Klavan has long been one of the rare public intellectuals willing to name the rot and tie it to the loss of objective standards, and his recent commentary leans on literature and faith to make the case. In his new work he traces how poets and theologians preserved the idea of objective value even as materialistic philosophy tried to erase it, and he urges conservatives to reclaim that inheritance. This is not nostalgia; it is a strategic argument for how to win the battle for hearts and minds.
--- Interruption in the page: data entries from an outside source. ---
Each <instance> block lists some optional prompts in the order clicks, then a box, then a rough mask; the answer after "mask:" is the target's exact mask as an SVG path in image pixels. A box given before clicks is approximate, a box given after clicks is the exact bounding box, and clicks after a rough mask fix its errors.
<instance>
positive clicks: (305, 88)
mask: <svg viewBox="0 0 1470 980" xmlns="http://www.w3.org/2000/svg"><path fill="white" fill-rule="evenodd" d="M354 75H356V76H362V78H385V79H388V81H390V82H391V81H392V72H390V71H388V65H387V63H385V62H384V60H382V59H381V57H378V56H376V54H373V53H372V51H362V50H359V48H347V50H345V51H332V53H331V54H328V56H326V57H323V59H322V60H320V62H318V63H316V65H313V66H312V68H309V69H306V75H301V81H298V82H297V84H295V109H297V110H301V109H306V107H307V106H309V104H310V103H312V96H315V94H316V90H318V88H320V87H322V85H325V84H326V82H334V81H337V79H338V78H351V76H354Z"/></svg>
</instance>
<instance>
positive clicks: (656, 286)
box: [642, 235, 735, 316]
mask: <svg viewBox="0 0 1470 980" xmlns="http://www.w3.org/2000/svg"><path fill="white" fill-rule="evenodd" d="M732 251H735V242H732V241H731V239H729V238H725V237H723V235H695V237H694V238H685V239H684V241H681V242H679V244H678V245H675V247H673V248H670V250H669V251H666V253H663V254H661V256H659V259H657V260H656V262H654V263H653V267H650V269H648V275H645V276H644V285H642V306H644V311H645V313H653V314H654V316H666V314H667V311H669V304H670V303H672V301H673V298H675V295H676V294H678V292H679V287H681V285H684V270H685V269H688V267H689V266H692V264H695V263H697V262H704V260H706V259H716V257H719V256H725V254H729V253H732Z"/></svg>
Americans who still believe in the dignity of the individual should be alarmed at what happens when schools, courts, and corporations embrace moral relativism. Klavan and Lewis both warned that “conditioning” — the soft science of shaping desires and language — succeeds only where the Tao has been surrendered, and the results are predictable: atomized citizens, corrupted education, and bureaucracies that treat people as means to policy ends. Conservatives must call this out plainly and refuse to be cowed by the moral authorities of the managerial class.
If we are serious about restoring a free and flourishing republic, the work begins in families, churches, and local schools where the habits of virtue are taught and practiced. Klavan’s message is practical: revive the story, teach what is true and good, and refuse the fashionable reduction of value to preference. This is how ordinary Americans can inoculate their children and their communities against the soft totalitarianism of the progressive academy.
Politically, the implication is clear: conservatism without a moral backbone is merely administrative; it cannot hold a nation together. We need leaders who will defend objective standards in law and policy, and we need a movement that understands the cultural long game rather than chasing temporary electoral fads. Ignore the Tao at our peril — the left’s project depends on a citizenry that no longer believes in objective right and wrong.
Now is the time for hardworking Americans to stand up and insist on truth, not to apologize for believing there are real goods and real evils. Follow the words of Lewis and the clarion voice of Klavan: teach virtue, demand honesty from our elites, and refuse to let the moral language be stolen from us. Do that, and we will not only save our country’s institutions but restore the character that made this nation great.